Bei aller Freude darüber, Sturm zum Sieg gegen die "Bullen" geschossen zu haben, regiert bei Alar durchaus die Selbstkritik: "Ich weiß, dass ich noch besser spielen kann und muss. Ich habe ein paar Fehler gemacht, es gibt noch Luft nach oben. Ich muss zum Beispiel die Bälle besser sichern, damit die Spieler von hinten besser nachrücken können. Das sind Kleinigkeiten, die man verbessern muss."

Gegen Salzburg steht erstmals die Null

Welche Kleinigkeiten oder gröberen Fehler es zu verbessern gibt, hören die Sturm-Kicker sicher regelmäßig von ihrem Trainer. Foda gab seinen Schützlingen nach dem Sieg gegen Salzburg drei Tage frei, um die Akkus für die kommenden Aufgaben aufzuladen.

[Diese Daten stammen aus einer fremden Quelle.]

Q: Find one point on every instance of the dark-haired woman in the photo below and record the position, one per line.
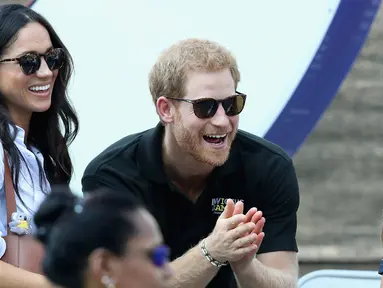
(109, 241)
(35, 68)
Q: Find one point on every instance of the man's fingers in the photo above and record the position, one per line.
(241, 230)
(229, 209)
(245, 240)
(259, 239)
(259, 225)
(250, 214)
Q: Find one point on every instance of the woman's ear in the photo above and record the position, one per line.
(104, 267)
(165, 109)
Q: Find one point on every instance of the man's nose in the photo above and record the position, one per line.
(220, 118)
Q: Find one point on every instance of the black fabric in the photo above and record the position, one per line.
(258, 172)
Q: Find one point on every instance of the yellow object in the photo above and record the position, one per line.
(23, 224)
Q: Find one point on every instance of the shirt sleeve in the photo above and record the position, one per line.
(108, 178)
(3, 245)
(380, 271)
(279, 206)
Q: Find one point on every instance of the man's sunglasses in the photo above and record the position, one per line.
(207, 107)
(30, 62)
(159, 255)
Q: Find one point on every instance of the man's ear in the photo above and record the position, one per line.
(165, 109)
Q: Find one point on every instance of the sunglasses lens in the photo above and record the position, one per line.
(205, 108)
(55, 59)
(234, 105)
(160, 256)
(29, 63)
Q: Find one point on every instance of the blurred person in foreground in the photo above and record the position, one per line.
(195, 162)
(108, 240)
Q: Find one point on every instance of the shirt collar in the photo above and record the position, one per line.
(20, 134)
(150, 156)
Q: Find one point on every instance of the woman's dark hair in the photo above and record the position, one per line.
(71, 228)
(44, 131)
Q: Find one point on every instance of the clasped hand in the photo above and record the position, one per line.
(235, 235)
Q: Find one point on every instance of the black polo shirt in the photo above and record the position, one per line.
(257, 172)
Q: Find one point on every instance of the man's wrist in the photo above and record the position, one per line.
(209, 257)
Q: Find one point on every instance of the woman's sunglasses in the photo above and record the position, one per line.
(30, 63)
(207, 107)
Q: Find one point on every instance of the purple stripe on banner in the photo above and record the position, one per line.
(331, 64)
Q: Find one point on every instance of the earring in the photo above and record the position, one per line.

Bei allem Lob fand der Deutsche im Spiel gegen RBS jedoch auch genügend Ansatzpunkte, die ihm ganz und gar nicht gefallen haben. Sehr gut gefallen hat dem Deutschen indessen, dass Sturm erstmals in dieser Liga-Saison ohne Gegentor blieb:

"Es ist verrückt, dass wir ausgerechnet gegen Salzburg erstmals zu Null gespielt haben."

Franco Foda

"Es ist verrückt, dass wir ausgerechnet gegen Salzburg erstmals zu Null gespielt haben, gegen die spielstärkste Mannschaft in Österreich, die im letzten Drittel extrem kombinationssicher ist."

Sturm stand gerade in der Vorsaison für Kompaktheit, kassierte insgesamt nur 39 Gegentore. Es wäre jedoch ein Irrtum zu glauben, dass der damalige gute Start einer fehlerlosen Defensive geschuldet war. Letzten Sommer spielte man in den ersten sieben Runden nur ein einziges Mal zu null - beim 2:0-Erfolg in Mattersburg am dritten Spieltag.

So richtig in Fahrt kam man in punkto Abwehrleistung damals Mitte September, als bis Mitte Oktober vier Spiele (und gleichzeitig Siege) in Folge lang die Null stand - eine Parallele, die man bei Sturm in diesem Herbst sicherlich mit Handkuss nehmen würde.

Verkörpern, wofür Sturm steht

Foda ("Wir haben 18 Punkte. Das ist schön und gut") wird die Länderspiel-Pause nun nutzen, um an diversen Verbesserungen zu arbeiten. Sich auf den Lorbeeren auszuruhen, wird seinen Spielern nicht vergönnt sein.

Ein zufriedenes Zwischenfazit ist aber erlaubt. "Wenn du gegen die drei Großen Austria, Rapid und Salzburg neun Punkte machst und auch die anderen Spiele gewinnst, sind wir von den Ergebnissen her zufrieden", betont Kreissl, dem jedoch eine zur Sturm-DNA gehörende Komponente besonders wichtig ist:

"Die Leidenschaft. Jeder Verein steht für etwas. Mir ist speziell wichtig, dass wir eine Mannschaft haben, die das verkörpert, wofür Sturm Graz steht, und das sind auch Kampfgeist und Leidenschaft. Was die Mannschaft auf diesem Gebiet bisher geleistet hat, ist ganz großartig."

Oder wie es mit Peter Zulj der neue Taktgeber im Sturm-Spiel ausdrückt: "Gegen Salzburg sind wir ehrlich gesagt um unser Leben gelaufen."